Underhill after an earlier encounter with the law
Gunfire over, Roe surrenders, crawling out of the front door where Oklahoma County Deputy Sheriff George Kerr handcuffs the wounded desperado and then arranges for his transportation to same hospital to which his girlfriend has been taken (Underhill's wife is arrested too, somehow managing to survive the gun battle unscathed). But it is Tri-State Terror that the posse really wants and soon a house-to-house sweep of Shawnee begins with an additional twenty-four law officers joining in the search for the outlaw, along with bloodhounds from the state prison at McAlester.

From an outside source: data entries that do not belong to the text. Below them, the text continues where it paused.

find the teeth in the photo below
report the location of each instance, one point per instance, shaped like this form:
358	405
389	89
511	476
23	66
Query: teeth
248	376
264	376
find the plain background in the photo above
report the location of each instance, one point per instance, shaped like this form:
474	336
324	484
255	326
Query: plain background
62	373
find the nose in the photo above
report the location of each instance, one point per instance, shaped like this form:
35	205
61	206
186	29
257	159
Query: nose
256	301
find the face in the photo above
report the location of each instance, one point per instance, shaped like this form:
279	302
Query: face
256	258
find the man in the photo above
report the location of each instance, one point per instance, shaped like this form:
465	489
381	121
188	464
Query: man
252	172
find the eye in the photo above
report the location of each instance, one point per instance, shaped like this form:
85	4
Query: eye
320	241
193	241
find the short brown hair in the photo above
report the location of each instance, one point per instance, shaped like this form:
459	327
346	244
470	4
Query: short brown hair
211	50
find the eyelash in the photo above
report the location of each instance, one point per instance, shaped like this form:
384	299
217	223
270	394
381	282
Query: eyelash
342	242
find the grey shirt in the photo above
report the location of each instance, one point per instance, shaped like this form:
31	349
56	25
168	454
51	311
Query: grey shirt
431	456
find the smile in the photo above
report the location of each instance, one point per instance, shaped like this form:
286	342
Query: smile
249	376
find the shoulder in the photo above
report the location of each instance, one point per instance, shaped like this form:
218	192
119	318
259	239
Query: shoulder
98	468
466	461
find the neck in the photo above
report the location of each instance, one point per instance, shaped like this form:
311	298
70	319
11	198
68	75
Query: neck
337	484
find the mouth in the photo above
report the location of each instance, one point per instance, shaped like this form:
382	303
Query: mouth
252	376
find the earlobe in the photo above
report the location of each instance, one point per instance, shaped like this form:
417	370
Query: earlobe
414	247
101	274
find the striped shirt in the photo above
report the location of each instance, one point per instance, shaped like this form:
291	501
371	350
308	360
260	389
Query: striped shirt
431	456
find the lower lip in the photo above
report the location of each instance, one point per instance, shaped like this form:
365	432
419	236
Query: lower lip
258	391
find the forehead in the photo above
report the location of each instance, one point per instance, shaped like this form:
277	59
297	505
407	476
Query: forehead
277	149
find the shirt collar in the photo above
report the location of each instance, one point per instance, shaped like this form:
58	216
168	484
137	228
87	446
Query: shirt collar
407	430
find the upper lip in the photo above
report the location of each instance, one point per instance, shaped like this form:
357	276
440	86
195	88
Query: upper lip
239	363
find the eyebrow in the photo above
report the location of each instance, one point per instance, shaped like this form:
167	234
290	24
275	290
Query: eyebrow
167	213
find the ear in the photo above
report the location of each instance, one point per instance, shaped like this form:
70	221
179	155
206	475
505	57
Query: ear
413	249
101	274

The animals however are not needed, for shortly after 7:00 in the morning, R. A. Owens, the manager of a second hand furniture store, calls police headquarters to tell the authorities that a man in only his underwear has broken into the business at 509 East Main Street. Target located once more, in two cars a six-man posse rushes to the store and finds Underhill laying helpless on a blood-soaked bed, his empty Luger on the floor beside him ... despite suffering from shotgun wounds peppering his body and .45 slugs hitting him in the head, right arm, back, and right leg, with the top of his left ear shot off, the almost naked outlaw has run sixteen blocks through the night's cold in a desperate, but vain attempt to escape his pursuers. Another temporary patient for the hospital, Underhill is too far gone to save and finally succumbs to his many wounds on the 6th of January at 11:42 in the evening ... his last words are alleged to be, "Tell the boys I'm coming home."
"Mad Dog" Underhill
Back at the scene of the gun battle, law enforcement agents find $5,300 in negotiable bonds from Underhill's Frankfort bank job, enough ammunition to start a small war, a Luger with a folding stock, two .45 automatic Colt pistols, a .38 revolver, and in the car parked in the cottage's garage, a .30-.30 rifle, a sawed off Winchester .12 gauge pump action shotgun, a double-barreled shotgun pistol, and a tin pail full of roofing nails suitable for giving flat tires to any pursuit vehicles that might be chasing the bandit ... evidence that a true "mad dog" criminal has finally been put down!